Autorità di regolazione dei trasporti, il report 2019

26-06-2019
Picco storico per i servizi di mobilità condivisa
Luci ed ombre nel quadro nazionale sulla mobilità pubblica e privata fotografato dall’Autorità di regolazione dei trasporti (Art) che ieri ha illustrato l’annuale relazione al Parlamento, presentata
dal presidente Andrea Camanzi.
 
Diverse le buone notizie. In primis, si registra un forte incremento degli spostamenti a piedi o in bicicletta con un +8,6% nel periodo 2015-2017 per un totale di 6,9 mln di spostamenti “dolci”. Ottimo poi l’andamento della domanda di mobilità condivisa, come car pooling car e bike sharing e scooter sharing.
 
La relazione dell’Art riporta i numeri dell’Osservatorio nazionale sharing mobility, dai quali si evince che nel biennio 2015-2017, in Italia, l’offerta dei servizi di mobilità condivisa si è attestata su una media del 17% l’anno, ovvero dai 260 servizi offerti nel 2015 ai 357 di due anni dopo.
 
Poco meno di un terzo degli italiani (18,1 mln) ha avuto a disposizione almeno un servizio in modalità sharing.
 
Sul fronte lotta allo smog, in Italia, sebbene ancora lontana rispetto ad altri paesi europei, si registra comunque una maggiore inclinazione ad acquistare veicoli non inquinanti.
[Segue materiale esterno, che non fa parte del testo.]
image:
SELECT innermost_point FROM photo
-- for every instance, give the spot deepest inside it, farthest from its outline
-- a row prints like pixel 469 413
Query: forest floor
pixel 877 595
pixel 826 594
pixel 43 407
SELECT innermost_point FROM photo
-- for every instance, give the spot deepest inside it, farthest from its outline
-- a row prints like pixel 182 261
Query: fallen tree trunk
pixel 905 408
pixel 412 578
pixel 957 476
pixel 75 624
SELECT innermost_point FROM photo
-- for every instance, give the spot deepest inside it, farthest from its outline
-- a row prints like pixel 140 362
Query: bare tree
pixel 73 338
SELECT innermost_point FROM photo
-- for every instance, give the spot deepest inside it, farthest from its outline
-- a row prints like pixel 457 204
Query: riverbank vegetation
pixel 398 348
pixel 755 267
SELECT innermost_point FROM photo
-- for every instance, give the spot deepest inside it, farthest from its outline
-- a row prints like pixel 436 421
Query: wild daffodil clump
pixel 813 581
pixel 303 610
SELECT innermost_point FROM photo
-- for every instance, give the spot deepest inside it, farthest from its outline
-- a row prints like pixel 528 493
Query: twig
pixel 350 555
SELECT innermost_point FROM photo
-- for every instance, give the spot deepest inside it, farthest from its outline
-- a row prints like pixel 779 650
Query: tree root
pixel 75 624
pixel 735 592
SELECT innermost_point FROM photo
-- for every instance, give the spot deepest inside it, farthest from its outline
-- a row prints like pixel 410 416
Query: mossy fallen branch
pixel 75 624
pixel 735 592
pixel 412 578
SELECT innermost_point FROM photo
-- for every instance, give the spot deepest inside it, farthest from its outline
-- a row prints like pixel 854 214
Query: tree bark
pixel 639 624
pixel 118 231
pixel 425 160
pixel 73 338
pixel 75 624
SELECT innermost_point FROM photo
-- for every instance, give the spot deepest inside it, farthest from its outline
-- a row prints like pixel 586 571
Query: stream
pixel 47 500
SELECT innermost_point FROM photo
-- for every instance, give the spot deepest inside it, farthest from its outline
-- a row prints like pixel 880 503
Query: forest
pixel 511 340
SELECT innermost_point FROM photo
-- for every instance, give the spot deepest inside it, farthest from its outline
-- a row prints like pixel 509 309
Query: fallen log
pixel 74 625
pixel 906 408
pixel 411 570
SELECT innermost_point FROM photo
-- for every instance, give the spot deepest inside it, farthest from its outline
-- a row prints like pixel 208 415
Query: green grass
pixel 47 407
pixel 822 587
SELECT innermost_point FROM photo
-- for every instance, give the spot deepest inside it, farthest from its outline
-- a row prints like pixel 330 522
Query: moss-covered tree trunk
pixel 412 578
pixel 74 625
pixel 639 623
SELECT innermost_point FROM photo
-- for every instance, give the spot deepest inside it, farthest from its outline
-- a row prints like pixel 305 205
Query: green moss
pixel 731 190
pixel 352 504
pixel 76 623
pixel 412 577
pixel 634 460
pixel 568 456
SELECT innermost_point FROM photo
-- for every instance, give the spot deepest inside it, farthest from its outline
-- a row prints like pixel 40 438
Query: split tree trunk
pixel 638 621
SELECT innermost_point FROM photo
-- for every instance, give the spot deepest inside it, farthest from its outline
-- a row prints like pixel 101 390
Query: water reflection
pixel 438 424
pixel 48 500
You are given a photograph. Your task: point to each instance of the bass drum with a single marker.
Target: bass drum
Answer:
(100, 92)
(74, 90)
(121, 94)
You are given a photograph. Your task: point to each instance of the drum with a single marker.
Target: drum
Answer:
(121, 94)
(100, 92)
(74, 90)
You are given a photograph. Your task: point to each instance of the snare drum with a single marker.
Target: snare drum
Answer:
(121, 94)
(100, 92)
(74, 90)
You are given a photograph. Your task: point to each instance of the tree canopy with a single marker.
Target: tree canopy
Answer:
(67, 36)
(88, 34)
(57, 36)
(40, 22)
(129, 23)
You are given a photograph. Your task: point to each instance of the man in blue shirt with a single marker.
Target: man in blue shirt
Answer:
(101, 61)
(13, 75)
Sempre tra il 2015 e il 2017 il numero dei “veicoli green” è più che triplicato. Si è passati dai 620 mezzi circolanti nel 2015 ai 2.200 del 2017.
 
Fatturati in crescita, poi, per i servizi ferroviari ad Alta velocità. Nel 2017 rilevati ben 18,4 mln di passeggeri/km (+40% rispetto al 2014), mentre i collegamenti ferroviari internazionali sono diminuiti del 7%, con un saldo netto di 0,6 mld di passeggeri/km nel 2017.
 
Propri dell’Autorità sono invece i numeri riguardanti l’utilizzo delle ferrovie locali, che hanno guadagnato il 3% di passeggeri, arrivando, nel 2017, a quota 29,8 mld.
 
Tra le ombre, invece, l’aumento del ricorso all’automobile per gli spostamenti casa-lavoro. I dati Istat riportati nel dossier evidenziano che, nel 2017, gli spostamenti abituali sono stati 36,3 mln, contro i 35 mln del 2015, con un incremento del 3,6 per cento. Di questi però, il 57 per cento sono stati effettuati con l’auto privata (20,7 mln), contro un modesto 21 per cento (7,6 mln) percorsi
con i mezzi pubblici locali urbani ed extraurbani.
 
E cresce anche il ricorso alle autostrade. Dal 2014 ad oggi (dati Aiscat), i passaggi medi quotidiani dei veicoli leggeri e pesanti sono aumentati rispettivamente del 7,5% e del 9,4%.